Ludovico affonda le sue radici nell'germanico Hlodowig, unione di hlod ('gloria, fama') e wig ('battaglia'): letteralmente 'colui che è glorioso in guerra'. È la stessa radice che ha generato Clodoveo, Luigi, Ludwig e Aloysius, una delle famiglie di nomi più regali d'Europa. Il riferimento per eccellenza è San Luigi IX di Francia, re giusto e crociato, unico sovrano francese proclamato santo.
In Italia, il nome ha un tono colto e rinascimentale: evoca Ludovico il Moro, signore di Milano e mecenate di Leonardo, e soprattutto Ludovico Ariosto, autore dell'Orlando Furioso. È un nome che respira corti, poesia ed eleganza intellettuale, e per questo non suona mai pomposo, ma piuttosto raffinato.
Oggi, Ludovico vive una bella riscoperta tra i genitori italiani che cercano nomi importanti, storici, ma non comuni. Percepito come aristocratico, dolce nella sua estensione e nobilitato dai suoi diminutivi affettuosi, unisce la forza guerriera del significato e la grazia culturale. Un nome che sa di libri antichi e di buone maniere, senza rinunciare a un fondo di carattere.
Ludovico porta nel nome una nobiltà doppia: quella guerriera del germanico 'glorioso in battaglia' e quella colta delle corti rinascimentali che lo amarono. Da ciò risulta un carattere signorile, in cui la determinazione non è mai volgare, ma governata da un raffinamento naturale. Come il re santo che è suo patrono, Ludovico tende a un forte senso di giustizia e misura, unito a un'ambizione lucida: vuole l'eccellenza, ma con stile, e disprezza la volgarità del successo urlato.
C'è in lui un'anima intellettuale che ricorda Ariosto e i grandi mecenati: la curiosità per la cultura, l'amore per la bellezza, il gusto per la parola ben detta e per il pensiero elaborato.
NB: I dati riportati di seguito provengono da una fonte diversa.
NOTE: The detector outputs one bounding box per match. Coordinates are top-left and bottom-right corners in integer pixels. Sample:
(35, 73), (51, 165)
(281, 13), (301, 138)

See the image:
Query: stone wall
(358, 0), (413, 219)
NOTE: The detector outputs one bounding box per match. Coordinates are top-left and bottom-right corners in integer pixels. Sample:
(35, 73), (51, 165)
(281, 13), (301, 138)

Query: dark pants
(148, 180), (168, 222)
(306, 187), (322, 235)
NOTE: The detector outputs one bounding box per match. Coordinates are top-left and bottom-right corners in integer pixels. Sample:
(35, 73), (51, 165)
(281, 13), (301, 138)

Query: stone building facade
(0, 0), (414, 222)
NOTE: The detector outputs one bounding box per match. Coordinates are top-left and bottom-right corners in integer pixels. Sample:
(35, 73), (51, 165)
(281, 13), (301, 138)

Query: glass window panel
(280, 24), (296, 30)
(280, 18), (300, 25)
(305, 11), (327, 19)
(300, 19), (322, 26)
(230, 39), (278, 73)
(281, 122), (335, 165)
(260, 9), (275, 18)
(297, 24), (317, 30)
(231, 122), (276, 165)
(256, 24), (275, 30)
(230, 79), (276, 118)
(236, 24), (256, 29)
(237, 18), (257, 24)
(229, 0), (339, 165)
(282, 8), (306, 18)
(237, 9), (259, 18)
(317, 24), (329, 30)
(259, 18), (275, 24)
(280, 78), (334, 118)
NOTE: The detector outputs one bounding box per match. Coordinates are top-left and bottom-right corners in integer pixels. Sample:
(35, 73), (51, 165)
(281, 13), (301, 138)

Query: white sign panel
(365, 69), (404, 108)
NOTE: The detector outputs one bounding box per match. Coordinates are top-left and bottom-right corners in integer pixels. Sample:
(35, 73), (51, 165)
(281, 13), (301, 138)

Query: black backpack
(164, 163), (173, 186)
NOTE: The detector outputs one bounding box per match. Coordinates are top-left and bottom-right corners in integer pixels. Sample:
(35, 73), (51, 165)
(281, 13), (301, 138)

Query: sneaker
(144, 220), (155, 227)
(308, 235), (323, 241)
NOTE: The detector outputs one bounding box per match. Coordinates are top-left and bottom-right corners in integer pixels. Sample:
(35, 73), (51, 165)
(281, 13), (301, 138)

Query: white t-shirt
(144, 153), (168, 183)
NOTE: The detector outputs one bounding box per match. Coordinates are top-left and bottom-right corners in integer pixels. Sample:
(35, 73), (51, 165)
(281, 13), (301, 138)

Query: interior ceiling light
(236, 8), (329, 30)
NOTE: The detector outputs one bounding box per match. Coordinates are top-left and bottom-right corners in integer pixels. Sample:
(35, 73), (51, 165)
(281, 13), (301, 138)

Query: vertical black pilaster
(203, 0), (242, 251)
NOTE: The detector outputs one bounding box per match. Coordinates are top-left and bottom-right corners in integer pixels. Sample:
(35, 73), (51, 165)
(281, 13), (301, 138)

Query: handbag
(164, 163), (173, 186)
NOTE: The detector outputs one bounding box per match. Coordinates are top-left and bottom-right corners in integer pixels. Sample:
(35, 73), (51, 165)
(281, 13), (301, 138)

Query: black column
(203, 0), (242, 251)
Ludovico è spesso un creativo o un riflessivo, capace di visione e progetti ambiziosi, che coltiva con una tenacia silenziosa più che con fretta. L'estensione aristocratica del nome si diluisce nella dolcezza dei suoi diminutivi, e allo stesso modo, il suo carattere alterna una facciata composta con un fondo caldo e affettuoso.
È leale e protettivo con i suoi, diplomatico per educazione, capace di comandare senza alzare la voce. Ama circondarsi di cose belle e di persone stimolanti, e ha quel tocco di orgoglio nobiliare che lo porta a mantenere la parola data. Sotto l'eleganza, però, batte il cuore del combattente del suo nome: quando davvero importa, Ludovico non indietreggia, e la sua gloria la conquista con testa, cuore e una buona dose di classe.
Ritratto giocoso, da prendere con il sorriso.
Ludovico non ama con la dolcezza effimera dei poeti, ma con la forza bruta e tangibile di un guerriero che conquista una fortezza. In camera da letto, la sua sensualità è un'arma a doppio taglio: affamato di gloria e di contatto visivo, possiede con un'intensità che lascia il fiato corto. Non cerca la leggerezza, ma la profondità, l'ancoraggio fisico che lo ricordi a se stesso. Seduce con la promessa di un'alleanza eterna, non di un'avventura passeggera. Tuttavia, la sua natura germanica nasconde una razionalità fredda: se percepisce debolezza o tradimento, il fuoco si spegne istantaneamente, sostituito da un distacco glaciale. Non ama dinamiche sottili o giochi psicologici; apprezza la lealtà sincera, la passione che sa di sangue e sudore. Per lui, fare l'amore significa lottare per l'unità delle anime, unendo le forze in una singola e potente battaglia contro la solitudine. Se non c'è rispetto, non c'è futuro.
Significa 'glorioso in battaglia', dal germanico hlod ('gloria') e wig ('guerra'); è cugino di Luigi, Clodoveo e Ludwig.
Si celebra il 25 agosto in onore di San Luigi IX, re di Francia; il 19 agosto si ricorda San Ludovico di Tolosa, vescovo.
Sì, condividono la stessa radice germanica Hlodowig: Ludovico è la forma più colta, Luigi la più comune in italiano.
Molto: di tradizione medievale e rinascimentale, oggi conosce, tuttavia, un forte ritorno di moda in Italia.
I più usati sono Vico, Lodo, Ludo e Dodo, tutti affettuosi e informali.